On September 5, 2009, the IRS issued Revenue Ruling 2009-31 and Revenue Ruling 2009-32 which hold, generally, that an employee’s unused paid time off may be contributed, on the employee’s behalf, to a qualified retirement plan. In both Rulings, the paid time off was available under a bona fide sick and vacation leave plan, which is not subject to Internal Revenue Code (“IRC”) Section 409A, and under which an employee may take paid leave without regard to whether the leave is due to illness or incapacity.
More specifically, after examining certain fact patterns, the Rulings concluded that an amendment made to a qualified profit sharing plan, which requires or permits certain contributions of the dollar equivalent of an employee’s unused paid time off to be made to the plan on the employee’s behalf (whether the employee is active or terminated), does not cause the plan to fail to meet the qualification requirements of IRC Section 401(a). However, these contributions must satisfy the applicable requirements of IRC Sections 401(a)(4) and 415(c). Also, if the amendment allows the employee to elect to have the contributions representing unused paid time off made to the plan, the election must be made under a qualified cash or deferred arrangement contained in the plan, and the contributions cannot exceed the limits of IRC Sections 401(k) and 401(a)(30).

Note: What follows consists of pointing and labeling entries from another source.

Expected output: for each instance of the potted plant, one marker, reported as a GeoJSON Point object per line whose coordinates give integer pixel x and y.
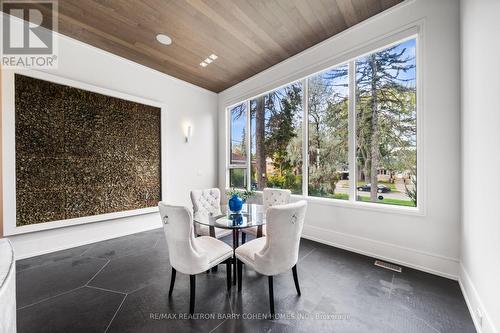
{"type": "Point", "coordinates": [237, 198]}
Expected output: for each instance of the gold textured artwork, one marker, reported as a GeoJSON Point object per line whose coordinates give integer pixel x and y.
{"type": "Point", "coordinates": [80, 153]}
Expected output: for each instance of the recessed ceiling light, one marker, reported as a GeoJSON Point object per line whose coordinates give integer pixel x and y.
{"type": "Point", "coordinates": [164, 39]}
{"type": "Point", "coordinates": [211, 58]}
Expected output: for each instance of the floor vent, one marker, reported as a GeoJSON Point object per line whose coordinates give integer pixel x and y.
{"type": "Point", "coordinates": [387, 265]}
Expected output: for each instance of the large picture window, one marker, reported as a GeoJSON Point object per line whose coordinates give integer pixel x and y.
{"type": "Point", "coordinates": [328, 134]}
{"type": "Point", "coordinates": [276, 139]}
{"type": "Point", "coordinates": [386, 126]}
{"type": "Point", "coordinates": [347, 133]}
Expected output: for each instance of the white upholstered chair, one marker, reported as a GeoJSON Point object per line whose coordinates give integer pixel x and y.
{"type": "Point", "coordinates": [206, 203]}
{"type": "Point", "coordinates": [190, 255]}
{"type": "Point", "coordinates": [279, 250]}
{"type": "Point", "coordinates": [270, 197]}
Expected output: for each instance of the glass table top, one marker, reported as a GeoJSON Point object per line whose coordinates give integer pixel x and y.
{"type": "Point", "coordinates": [250, 216]}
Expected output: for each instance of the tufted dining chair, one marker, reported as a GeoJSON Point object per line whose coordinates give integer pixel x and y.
{"type": "Point", "coordinates": [190, 255]}
{"type": "Point", "coordinates": [206, 203]}
{"type": "Point", "coordinates": [270, 197]}
{"type": "Point", "coordinates": [279, 250]}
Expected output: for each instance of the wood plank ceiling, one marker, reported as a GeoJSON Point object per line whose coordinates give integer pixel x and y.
{"type": "Point", "coordinates": [248, 36]}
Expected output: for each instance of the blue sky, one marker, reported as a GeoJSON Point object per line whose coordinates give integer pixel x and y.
{"type": "Point", "coordinates": [238, 124]}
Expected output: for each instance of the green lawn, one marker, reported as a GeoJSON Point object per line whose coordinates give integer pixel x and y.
{"type": "Point", "coordinates": [386, 201]}
{"type": "Point", "coordinates": [389, 185]}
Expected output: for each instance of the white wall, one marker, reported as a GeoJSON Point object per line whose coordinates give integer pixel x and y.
{"type": "Point", "coordinates": [188, 166]}
{"type": "Point", "coordinates": [480, 269]}
{"type": "Point", "coordinates": [431, 241]}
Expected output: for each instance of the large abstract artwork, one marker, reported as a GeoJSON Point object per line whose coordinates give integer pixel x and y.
{"type": "Point", "coordinates": [80, 153]}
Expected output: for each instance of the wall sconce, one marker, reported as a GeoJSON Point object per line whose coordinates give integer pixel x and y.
{"type": "Point", "coordinates": [188, 133]}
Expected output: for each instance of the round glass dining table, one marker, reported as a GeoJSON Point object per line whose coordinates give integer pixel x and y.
{"type": "Point", "coordinates": [250, 216]}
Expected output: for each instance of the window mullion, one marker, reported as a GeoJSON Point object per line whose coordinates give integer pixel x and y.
{"type": "Point", "coordinates": [248, 151]}
{"type": "Point", "coordinates": [305, 138]}
{"type": "Point", "coordinates": [352, 131]}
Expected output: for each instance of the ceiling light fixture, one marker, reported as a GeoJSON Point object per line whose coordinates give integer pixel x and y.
{"type": "Point", "coordinates": [211, 58]}
{"type": "Point", "coordinates": [164, 39]}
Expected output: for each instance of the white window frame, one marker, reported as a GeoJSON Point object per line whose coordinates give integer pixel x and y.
{"type": "Point", "coordinates": [383, 43]}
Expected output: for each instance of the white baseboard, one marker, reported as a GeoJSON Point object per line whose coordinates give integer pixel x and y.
{"type": "Point", "coordinates": [43, 242]}
{"type": "Point", "coordinates": [423, 261]}
{"type": "Point", "coordinates": [473, 302]}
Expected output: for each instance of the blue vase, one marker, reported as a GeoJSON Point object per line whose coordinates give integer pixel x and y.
{"type": "Point", "coordinates": [235, 204]}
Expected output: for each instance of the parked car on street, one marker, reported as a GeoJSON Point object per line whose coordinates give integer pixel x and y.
{"type": "Point", "coordinates": [380, 188]}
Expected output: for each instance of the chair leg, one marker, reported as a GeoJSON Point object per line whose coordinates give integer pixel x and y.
{"type": "Point", "coordinates": [228, 273]}
{"type": "Point", "coordinates": [271, 296]}
{"type": "Point", "coordinates": [240, 273]}
{"type": "Point", "coordinates": [296, 279]}
{"type": "Point", "coordinates": [192, 285]}
{"type": "Point", "coordinates": [172, 282]}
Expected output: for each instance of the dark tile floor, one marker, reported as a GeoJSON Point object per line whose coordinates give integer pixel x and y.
{"type": "Point", "coordinates": [121, 285]}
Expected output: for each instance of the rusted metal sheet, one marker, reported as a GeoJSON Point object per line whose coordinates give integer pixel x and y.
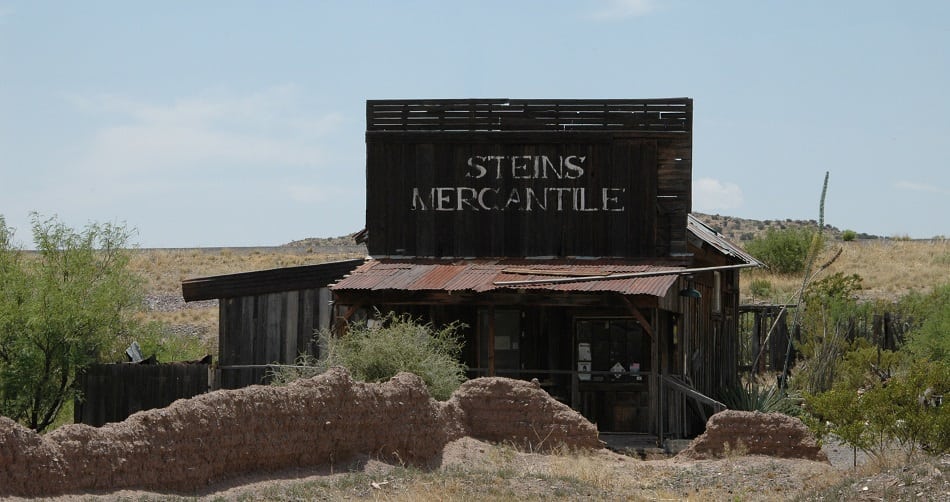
{"type": "Point", "coordinates": [481, 275]}
{"type": "Point", "coordinates": [706, 234]}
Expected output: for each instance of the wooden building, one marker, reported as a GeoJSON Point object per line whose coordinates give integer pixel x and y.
{"type": "Point", "coordinates": [559, 232]}
{"type": "Point", "coordinates": [267, 317]}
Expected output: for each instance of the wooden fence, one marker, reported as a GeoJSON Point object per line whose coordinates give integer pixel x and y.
{"type": "Point", "coordinates": [112, 392]}
{"type": "Point", "coordinates": [767, 351]}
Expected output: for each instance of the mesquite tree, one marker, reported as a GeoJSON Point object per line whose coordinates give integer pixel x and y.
{"type": "Point", "coordinates": [62, 307]}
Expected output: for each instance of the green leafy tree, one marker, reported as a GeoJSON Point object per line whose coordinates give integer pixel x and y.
{"type": "Point", "coordinates": [392, 345]}
{"type": "Point", "coordinates": [902, 407]}
{"type": "Point", "coordinates": [62, 307]}
{"type": "Point", "coordinates": [931, 340]}
{"type": "Point", "coordinates": [785, 251]}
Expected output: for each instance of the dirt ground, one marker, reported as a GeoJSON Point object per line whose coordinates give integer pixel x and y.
{"type": "Point", "coordinates": [602, 475]}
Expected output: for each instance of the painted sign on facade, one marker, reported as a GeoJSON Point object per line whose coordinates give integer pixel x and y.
{"type": "Point", "coordinates": [537, 186]}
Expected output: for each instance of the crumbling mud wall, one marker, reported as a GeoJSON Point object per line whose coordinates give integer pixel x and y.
{"type": "Point", "coordinates": [326, 420]}
{"type": "Point", "coordinates": [754, 433]}
{"type": "Point", "coordinates": [505, 410]}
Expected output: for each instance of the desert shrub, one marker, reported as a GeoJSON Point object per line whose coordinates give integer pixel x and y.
{"type": "Point", "coordinates": [785, 251]}
{"type": "Point", "coordinates": [755, 397]}
{"type": "Point", "coordinates": [902, 407]}
{"type": "Point", "coordinates": [68, 305]}
{"type": "Point", "coordinates": [830, 309]}
{"type": "Point", "coordinates": [930, 340]}
{"type": "Point", "coordinates": [760, 288]}
{"type": "Point", "coordinates": [378, 351]}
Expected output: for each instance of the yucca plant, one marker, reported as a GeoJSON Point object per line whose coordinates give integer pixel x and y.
{"type": "Point", "coordinates": [754, 397]}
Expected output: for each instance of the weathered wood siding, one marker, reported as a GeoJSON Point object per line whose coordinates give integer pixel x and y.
{"type": "Point", "coordinates": [271, 328]}
{"type": "Point", "coordinates": [112, 392]}
{"type": "Point", "coordinates": [490, 178]}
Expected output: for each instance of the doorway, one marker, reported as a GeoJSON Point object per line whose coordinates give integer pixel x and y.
{"type": "Point", "coordinates": [499, 341]}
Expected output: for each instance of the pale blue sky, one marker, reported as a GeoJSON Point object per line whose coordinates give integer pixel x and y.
{"type": "Point", "coordinates": [223, 123]}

The Rulings added that, assuming that the foregoing IRC requirements and limits are satisfied, the employee does not include the amounts contributed to the plan in gross income, until the amounts are distributed from the plan to the employee. Further, the employee does not include in gross income any amounts representing his or her unused paid time off that is not contributed to the plan, unless and until those amounts are paid to the employee by the employer.